—¡La señora se fue a escalar con los hermanos Aranda! —Gabriel había estado siguiendo de cerca los movimientos de Irene y los demás—. Esta noche se quedarán en la montaña, no regresarán.
Begoña estaba llena de ira, pero al ver a Romeo aún dormido en la cama del hospital, se contuvo.
—¿Cómo está su situación? —preguntó.
Gabriel respondió con sinceridad.
Desde el fondo de su corazón, Ismael suspiró, viendo en Romeo un reflejo del pasado de Begoña.
—Begoña, deja que tu hijo resuelva sus propios problemas —intervino Ismael—. Bueno o malo, es algo que él mismo ha causado.
—¿Cómo que lo ha causado él? —La furia de Begoña se dirigió inmediatamente hacia Ismael—. ¿Es este tu hijo de verdad? ¿Cómo puedes hablar de él así...?
Ismael retrocedió un paso ante las reprimendas y finalmente se disculpó con Begoña.
—Querida, no quise decir eso. Calma, me preocupa que te enfermes de tanto enojo.
Gabriel, incómodo con la situación, aprovechó un momento para salir de la habitación.
De repente, comprendió una frase que Milagros Castro solía decir: "Estos dos, padre e hijo, son incomprensibles".
Después de unos treinta minutos, Begoña salió de la habitación.
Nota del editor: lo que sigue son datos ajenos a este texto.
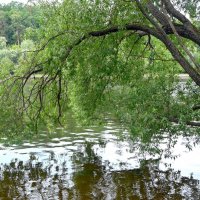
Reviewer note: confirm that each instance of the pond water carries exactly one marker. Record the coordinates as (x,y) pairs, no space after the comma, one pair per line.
(99,163)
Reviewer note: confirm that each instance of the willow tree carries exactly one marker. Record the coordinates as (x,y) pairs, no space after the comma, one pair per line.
(120,55)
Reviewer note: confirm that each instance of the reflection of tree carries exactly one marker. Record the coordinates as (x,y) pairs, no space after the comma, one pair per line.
(33,180)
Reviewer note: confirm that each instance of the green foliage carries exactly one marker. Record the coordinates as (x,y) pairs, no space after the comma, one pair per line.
(135,78)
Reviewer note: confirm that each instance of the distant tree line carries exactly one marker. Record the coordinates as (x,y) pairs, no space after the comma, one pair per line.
(18,20)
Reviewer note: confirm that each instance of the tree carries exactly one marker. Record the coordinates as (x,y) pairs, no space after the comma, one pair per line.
(122,53)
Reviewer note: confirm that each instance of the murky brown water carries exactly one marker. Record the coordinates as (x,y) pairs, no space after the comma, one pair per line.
(97,164)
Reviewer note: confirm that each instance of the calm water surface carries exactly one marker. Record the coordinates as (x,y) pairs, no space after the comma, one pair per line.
(99,163)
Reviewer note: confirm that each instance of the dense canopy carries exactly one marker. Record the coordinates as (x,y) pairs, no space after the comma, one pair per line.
(124,57)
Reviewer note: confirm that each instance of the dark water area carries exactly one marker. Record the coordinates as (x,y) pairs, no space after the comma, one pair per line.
(99,163)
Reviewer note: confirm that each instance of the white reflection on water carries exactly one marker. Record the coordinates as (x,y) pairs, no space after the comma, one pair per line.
(115,154)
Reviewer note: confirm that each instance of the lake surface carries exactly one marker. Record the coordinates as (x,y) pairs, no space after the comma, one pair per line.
(100,163)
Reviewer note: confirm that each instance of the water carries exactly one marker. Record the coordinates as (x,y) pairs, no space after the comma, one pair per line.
(99,163)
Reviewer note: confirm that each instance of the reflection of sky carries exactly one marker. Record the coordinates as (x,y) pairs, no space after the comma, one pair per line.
(115,154)
(8,1)
(188,162)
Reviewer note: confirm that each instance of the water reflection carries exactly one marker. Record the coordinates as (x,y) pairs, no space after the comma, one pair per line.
(90,164)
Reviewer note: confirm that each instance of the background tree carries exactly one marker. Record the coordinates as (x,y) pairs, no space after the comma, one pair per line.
(120,55)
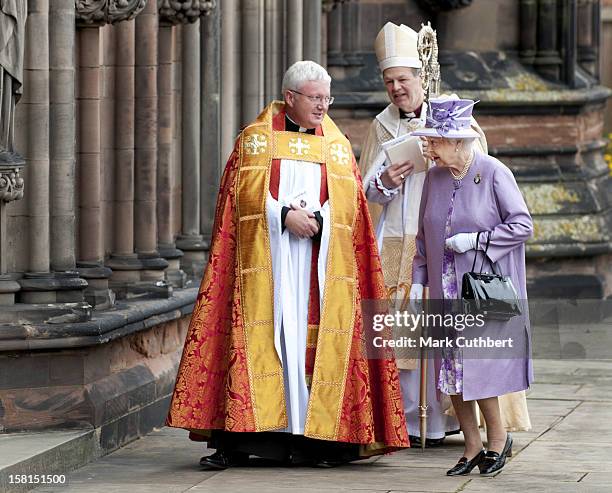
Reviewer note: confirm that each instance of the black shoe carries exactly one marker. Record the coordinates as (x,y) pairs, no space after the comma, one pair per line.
(493,461)
(331,463)
(221,460)
(465,466)
(429,442)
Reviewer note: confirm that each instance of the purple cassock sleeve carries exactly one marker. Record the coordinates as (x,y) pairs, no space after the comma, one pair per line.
(516,226)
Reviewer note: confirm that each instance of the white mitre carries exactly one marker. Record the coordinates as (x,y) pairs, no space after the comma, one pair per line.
(396,46)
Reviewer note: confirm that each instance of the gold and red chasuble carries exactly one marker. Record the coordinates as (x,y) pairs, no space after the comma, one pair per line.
(230,377)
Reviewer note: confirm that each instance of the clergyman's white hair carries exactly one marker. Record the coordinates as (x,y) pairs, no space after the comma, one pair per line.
(301,72)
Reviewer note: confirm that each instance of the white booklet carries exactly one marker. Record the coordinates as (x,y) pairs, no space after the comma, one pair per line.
(406,148)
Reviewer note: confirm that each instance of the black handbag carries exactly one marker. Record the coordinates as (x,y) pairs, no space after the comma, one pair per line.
(491,295)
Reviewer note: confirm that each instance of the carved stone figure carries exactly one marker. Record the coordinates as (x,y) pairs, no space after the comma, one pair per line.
(13,15)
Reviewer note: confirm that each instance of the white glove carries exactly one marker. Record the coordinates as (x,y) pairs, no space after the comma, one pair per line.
(462,242)
(416,297)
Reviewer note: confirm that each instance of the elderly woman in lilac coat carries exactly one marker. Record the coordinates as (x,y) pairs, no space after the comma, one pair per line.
(465,193)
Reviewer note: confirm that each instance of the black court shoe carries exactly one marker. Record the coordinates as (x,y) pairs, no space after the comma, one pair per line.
(493,461)
(465,466)
(222,460)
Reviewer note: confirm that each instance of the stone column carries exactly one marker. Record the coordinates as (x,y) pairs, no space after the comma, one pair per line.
(252,58)
(312,30)
(190,240)
(273,50)
(529,23)
(230,71)
(211,162)
(91,252)
(11,188)
(165,169)
(586,30)
(295,38)
(123,260)
(547,61)
(145,197)
(37,284)
(63,150)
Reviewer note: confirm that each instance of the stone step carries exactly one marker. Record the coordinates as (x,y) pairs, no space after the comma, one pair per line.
(29,457)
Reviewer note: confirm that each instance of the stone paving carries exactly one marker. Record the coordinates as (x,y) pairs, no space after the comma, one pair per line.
(568,450)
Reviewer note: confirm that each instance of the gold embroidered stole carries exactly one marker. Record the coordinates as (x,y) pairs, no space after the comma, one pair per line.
(259,145)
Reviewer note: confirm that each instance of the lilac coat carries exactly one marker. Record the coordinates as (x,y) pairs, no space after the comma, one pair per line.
(493,204)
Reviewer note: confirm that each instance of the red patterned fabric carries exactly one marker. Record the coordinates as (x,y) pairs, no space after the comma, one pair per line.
(212,387)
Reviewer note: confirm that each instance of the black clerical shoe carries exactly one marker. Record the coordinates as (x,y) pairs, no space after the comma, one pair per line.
(331,463)
(465,466)
(222,460)
(415,441)
(493,461)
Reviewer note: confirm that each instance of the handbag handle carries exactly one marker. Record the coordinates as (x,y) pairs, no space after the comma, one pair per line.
(485,253)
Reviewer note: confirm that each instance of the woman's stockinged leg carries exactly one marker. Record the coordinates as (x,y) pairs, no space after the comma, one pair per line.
(496,433)
(466,414)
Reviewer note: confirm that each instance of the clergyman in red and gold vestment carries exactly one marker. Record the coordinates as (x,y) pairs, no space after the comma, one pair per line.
(277,341)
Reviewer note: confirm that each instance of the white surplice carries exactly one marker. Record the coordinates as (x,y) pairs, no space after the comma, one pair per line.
(291,263)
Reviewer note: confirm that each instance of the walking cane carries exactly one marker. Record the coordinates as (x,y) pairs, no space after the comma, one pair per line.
(427,46)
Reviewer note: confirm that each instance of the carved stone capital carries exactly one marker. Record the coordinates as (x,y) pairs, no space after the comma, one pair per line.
(11,183)
(329,5)
(184,11)
(100,12)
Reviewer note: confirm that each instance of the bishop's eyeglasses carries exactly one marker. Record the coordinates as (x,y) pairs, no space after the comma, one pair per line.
(326,100)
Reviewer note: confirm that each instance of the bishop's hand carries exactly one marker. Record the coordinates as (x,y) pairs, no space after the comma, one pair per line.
(301,223)
(395,174)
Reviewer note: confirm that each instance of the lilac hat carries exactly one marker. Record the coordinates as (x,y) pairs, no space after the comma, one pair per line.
(450,117)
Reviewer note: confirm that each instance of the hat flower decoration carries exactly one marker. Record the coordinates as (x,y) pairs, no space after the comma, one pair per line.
(449,117)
—Voy a encargarme de unos asuntos de trabajo. Ustedes quédense en el hospital y reserva tres boletos de avión para mañana de regreso a Puerto del Oeste.
—¿El presidente Castro estuvo de acuerdo en regresar? —Gabriel miró hacia la habitación; Romeo aún no había despertado.
—No importa si él está de acuerdo o no, lo importante es que debe regresar —ordenó Begoña mientras tomaba su bolso y salía.
Gabriel dudó en hablar, pero no podía tomar decisiones por los Castro.
Sin embargo, mientras veía a Begoña alejarse, se preguntaba internamente... ¿A dónde iba Begoña a trabajar?
…
A la mañana siguiente, Romeo despertó lentamente.
En comparación con la última vez, cuando su garganta estaba seca y adolorida, esta vez su estómago ardía de dolor, y sentía un peso en su cabeza y un dolor punzante en el pecho.
Abrió los ojos y vio a Ismael, sus ojos eran apagados, como si no lo reconociera.